When the Opening Bell rings in New York at 9:30am EDT, there is normally a large spike in volume that can propel the market upward or downward. If you are on the right side of the market, there can be an opportunity to pick up 20 ticks or better as the market rises or falls over the short term.
After the first 20 minutes of trading, the initial rally can stall, triggering a reversal. As a general rule,I pay close attention to the market at 9:50am to gauge if the rally will continue, or whether a reversal is imminent.
On Thursday, May 25, the decision was made to scalp the Opening Bell on the US Tech 100 Index. The plan was to wait 5 minutes after the Opening Bell and BUY or SELL based on the direction of the 9:30 5-minute candlestick, with a 20-tick take profit goal.

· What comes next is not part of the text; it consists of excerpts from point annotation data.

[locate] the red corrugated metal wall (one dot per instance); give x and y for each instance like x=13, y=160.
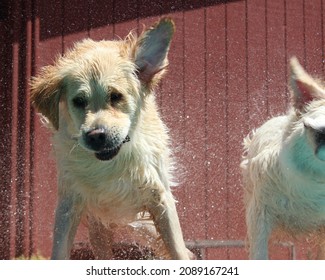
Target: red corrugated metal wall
x=228, y=74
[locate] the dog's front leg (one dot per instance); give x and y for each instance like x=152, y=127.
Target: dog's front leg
x=259, y=228
x=166, y=220
x=67, y=218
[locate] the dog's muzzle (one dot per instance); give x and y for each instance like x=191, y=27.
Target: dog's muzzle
x=105, y=146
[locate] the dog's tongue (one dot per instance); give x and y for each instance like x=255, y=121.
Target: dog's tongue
x=320, y=152
x=107, y=154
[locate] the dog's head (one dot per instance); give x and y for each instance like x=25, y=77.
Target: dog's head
x=309, y=103
x=95, y=91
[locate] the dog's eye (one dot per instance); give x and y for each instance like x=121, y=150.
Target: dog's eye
x=116, y=97
x=80, y=102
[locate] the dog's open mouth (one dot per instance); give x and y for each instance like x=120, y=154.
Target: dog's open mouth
x=108, y=154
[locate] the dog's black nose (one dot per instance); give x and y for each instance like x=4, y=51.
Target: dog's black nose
x=96, y=139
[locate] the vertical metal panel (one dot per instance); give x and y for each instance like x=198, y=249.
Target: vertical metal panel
x=217, y=152
x=5, y=131
x=228, y=73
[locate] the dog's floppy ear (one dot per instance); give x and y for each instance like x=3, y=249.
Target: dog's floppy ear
x=151, y=49
x=45, y=94
x=305, y=88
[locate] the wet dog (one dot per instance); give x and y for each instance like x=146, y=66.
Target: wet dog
x=114, y=163
x=284, y=168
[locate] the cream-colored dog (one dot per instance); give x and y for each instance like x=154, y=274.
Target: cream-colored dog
x=284, y=168
x=111, y=146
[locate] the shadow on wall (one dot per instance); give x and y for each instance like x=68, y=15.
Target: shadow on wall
x=65, y=17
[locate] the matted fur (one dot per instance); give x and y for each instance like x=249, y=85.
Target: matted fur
x=284, y=169
x=104, y=90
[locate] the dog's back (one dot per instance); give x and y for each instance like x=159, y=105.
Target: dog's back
x=283, y=169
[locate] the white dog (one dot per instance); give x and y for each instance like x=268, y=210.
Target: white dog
x=284, y=168
x=110, y=143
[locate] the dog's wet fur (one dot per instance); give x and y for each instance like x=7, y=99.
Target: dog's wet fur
x=112, y=148
x=284, y=169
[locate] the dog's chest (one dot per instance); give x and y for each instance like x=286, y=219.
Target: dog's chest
x=301, y=204
x=117, y=201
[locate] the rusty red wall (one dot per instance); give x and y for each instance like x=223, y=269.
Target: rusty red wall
x=228, y=73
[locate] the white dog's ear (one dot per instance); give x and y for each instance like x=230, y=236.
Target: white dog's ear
x=45, y=94
x=151, y=49
x=305, y=88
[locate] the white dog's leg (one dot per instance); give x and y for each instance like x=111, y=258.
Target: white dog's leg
x=167, y=222
x=67, y=218
x=259, y=229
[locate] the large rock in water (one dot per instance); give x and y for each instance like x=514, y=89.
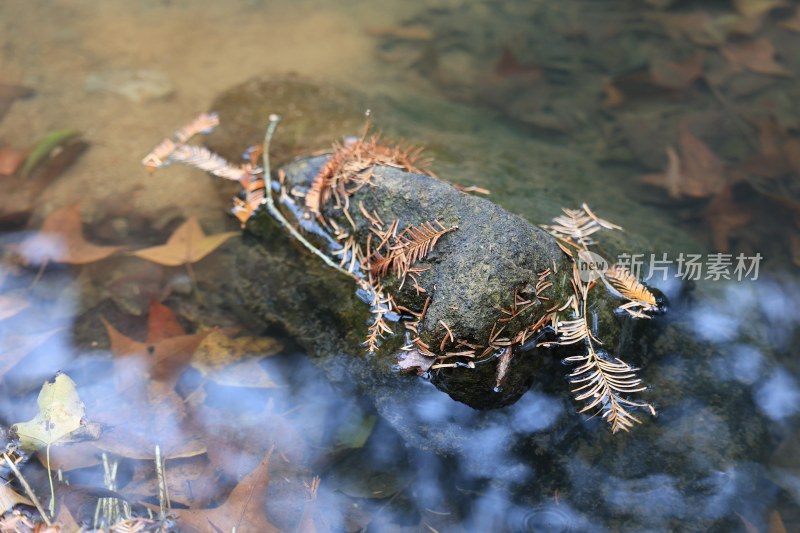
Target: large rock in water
x=691, y=467
x=474, y=270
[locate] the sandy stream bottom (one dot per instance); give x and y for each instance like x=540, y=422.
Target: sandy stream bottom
x=202, y=47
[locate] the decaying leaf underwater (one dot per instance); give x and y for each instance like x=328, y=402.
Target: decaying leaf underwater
x=390, y=257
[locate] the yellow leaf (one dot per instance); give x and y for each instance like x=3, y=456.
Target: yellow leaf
x=187, y=244
x=60, y=417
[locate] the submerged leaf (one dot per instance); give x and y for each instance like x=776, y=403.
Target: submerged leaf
x=45, y=146
x=187, y=244
x=243, y=510
x=757, y=8
x=757, y=55
x=15, y=347
x=60, y=418
x=235, y=362
x=162, y=323
x=11, y=305
x=163, y=360
x=61, y=240
x=10, y=160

The following Trade was placed at 9:35am:
SELL US Tech 100 (Jun) 5710.0 – 5750.0: This is a 400 tick spread, where each tick equals $1.00, per contract traded.
Entry Price: 5740.5
Maximum Risk: $95 Maximum Reward: $305, per contract traded
Mental Take Profit: 20 Ticks, or $20, per contract traded
Mental Stop/Loss: 20 Ticks, or -$20, per contract traded
Within 10 minutes after placing the trade, the take profit target was hit, and the trade was exited for a 24 tick profit, or $24 (exchange fees not included).
But why not just let the trade run?
The market opened on a downtrend against a prevailing uptrend over the past several days. I entered the trade with the idea of scalping the Opening Bell momentum.
Here’s what would have happened if I stayed in my SELL trade:
The market turned around and kept rallying upward for the rest of the day for more than a 400 tick move to the upside.
If you were a buyer after the Opening Bell dip, there were plenty of opportunities to trade binary options and spreads.